黒翼の騎士たち(1)
自分で言うのもなんだが、私はとても勤勉な人間だと思う。
でも肉体には限界というものがあるわけで・・・
と、言い訳をしつつ二度寝を決め込もうとした私だったが、あまりにも存在感のありすぎる『それ』を無視することなんかできなかった。
苦労してベッドから半身を起こしぼさぼさの髪の毛を何とか撫で付けて、わたしはそれに話しかけた。
「なんで私の部屋にいるんですか、ハートネットさん。」
強面の騎士が私の部屋の入り口に仁王立ちをして、こちらを眺めている。
どうやって鍵を開けたとか、プライバシーはないのかとかいろいろ突っ込みたいことはあるのだが、とりあえずこの状況は嫁入り前の娘として拙いのではないのだろうかと言いたい。
誰も聞いてくれなくても、それだけは主張したい。
私はもう貴族ではないし、結婚がしたいわけでもないから特になにか拙いということはないかも知れないけど。
「・・・。」
一応気を使っているつもりらしい。
部屋のドアは全開で、密室にならないようにしてくれているようだ。部屋の入り口に仁王立ちしているのも、部屋には立ち入らないようにしてくれているのだろう。
しぶしぶ起き上がると、わずかに頷いて部屋の扉を閉めてくれた。
ドアノブを見ると、黒翼騎士団の制服と思しき黒衣が掛けられている。
これに着替えて来いという意味なのだろう。
女性が騎士団に入ったなんて聞いたことがないから、制服はきっと男物だろうと思っていたら、意外にも女性らしいラインで作られていて赤いリボンまでついていた。
しっかりとした黒地の生地の左腕の部分には魔術師であることを表す金色のラインが3本入っている。

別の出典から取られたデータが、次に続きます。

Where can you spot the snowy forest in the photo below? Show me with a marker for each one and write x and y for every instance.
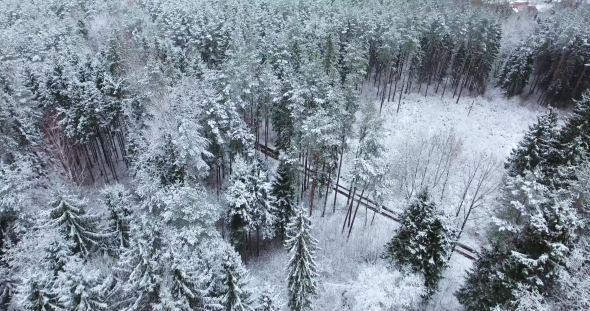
(265, 155)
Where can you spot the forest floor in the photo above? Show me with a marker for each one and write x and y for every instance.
(490, 124)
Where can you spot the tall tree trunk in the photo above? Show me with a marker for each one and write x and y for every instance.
(338, 179)
(355, 211)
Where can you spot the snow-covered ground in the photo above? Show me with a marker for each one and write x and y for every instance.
(489, 124)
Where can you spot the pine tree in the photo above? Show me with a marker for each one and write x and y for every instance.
(423, 241)
(302, 269)
(534, 150)
(68, 215)
(284, 193)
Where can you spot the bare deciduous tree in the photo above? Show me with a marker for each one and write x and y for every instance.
(479, 181)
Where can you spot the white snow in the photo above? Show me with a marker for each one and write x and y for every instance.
(494, 125)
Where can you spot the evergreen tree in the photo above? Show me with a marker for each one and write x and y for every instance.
(527, 256)
(268, 301)
(517, 71)
(118, 203)
(534, 149)
(250, 208)
(423, 241)
(574, 137)
(302, 269)
(236, 296)
(284, 193)
(68, 215)
(80, 288)
(485, 286)
(141, 264)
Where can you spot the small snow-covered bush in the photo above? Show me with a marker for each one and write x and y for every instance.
(379, 288)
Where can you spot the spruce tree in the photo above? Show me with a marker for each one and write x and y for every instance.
(517, 71)
(268, 301)
(68, 215)
(574, 137)
(485, 286)
(236, 296)
(534, 150)
(118, 203)
(423, 240)
(302, 269)
(529, 255)
(284, 193)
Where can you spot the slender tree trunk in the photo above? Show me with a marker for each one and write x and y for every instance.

1本は見習い、2本は下級、3本は中級、4本は上級魔術師を意味しており、我らが隊長はもちろん4本線。魔術師人口の少ない昨今では、3本線でも十分破格の待遇だ。
採寸もしていないのにぴったりな制服に首を傾げつつも、しぶしぶ部屋を出る。
「お待たせいたしました、ハートネットさん。」
私が声をかけると、満足そうにうなづいて歩き出す。
初対面からそうだが、この人は声が出ないのだろうかと心配になるくらいしゃべらない。
どうやら気を許した人間には話もするようで、私とはまだその関係にないのだろう。私もおしゃべり好きではないから、沈黙が苦痛にならないこの空気は好ましい。ただし、どうしたって彼の顔は怖いのだが。
「よーう!キャロ、ミリアちゃん」
陽気な声に振り返ると、ブルネットの背の高い騎士がへらへらと笑いながら手を振っていた。
「エド先輩、おはよう御座います」
性格も頭の中身も軽そうなこの先輩は、昨日の酒池肉林で知り合った黒翼の騎士で、何とかという三流貴族の三男だと言っていた。正直、あまりよく覚えていない。
そもそも実力主義の黒翼では、家名や爵位はあまり意味を成さないようで、みんな愛称で呼んでいる。何十人もいる騎士団の家名やら何やらを覚えるのは結構めんどくさいのでありがたい話だ。私の場合、女性ということもあって公式の場にはほとんど出なくていいそうなので、名前を覚えるのは当分後回しでよさそうだ。
「制服すごく似合ってるよ。かわいいなあ」
「ありがとう御座います。」
言われなれないことに少し赤くなってしまうと、エド先輩はそれを横目でニヤニヤ見てくる。
このどうしようにもない先輩は、こうして生娘をからかって反応を楽しむのが好きらしい。昨日も散々からかわれてしまった。
「からかわないでくださいよ。恥ずかしいんですから」
ちょっとむっとしていると、さらに嬉しそうに「照れてるの?かわいいなあ」といってくる。
本当に反応に困る先輩だ。
詰め所につくまで散々からかわれた私が朝からぐったりとしてしまったのは、仕方のないことだと思う。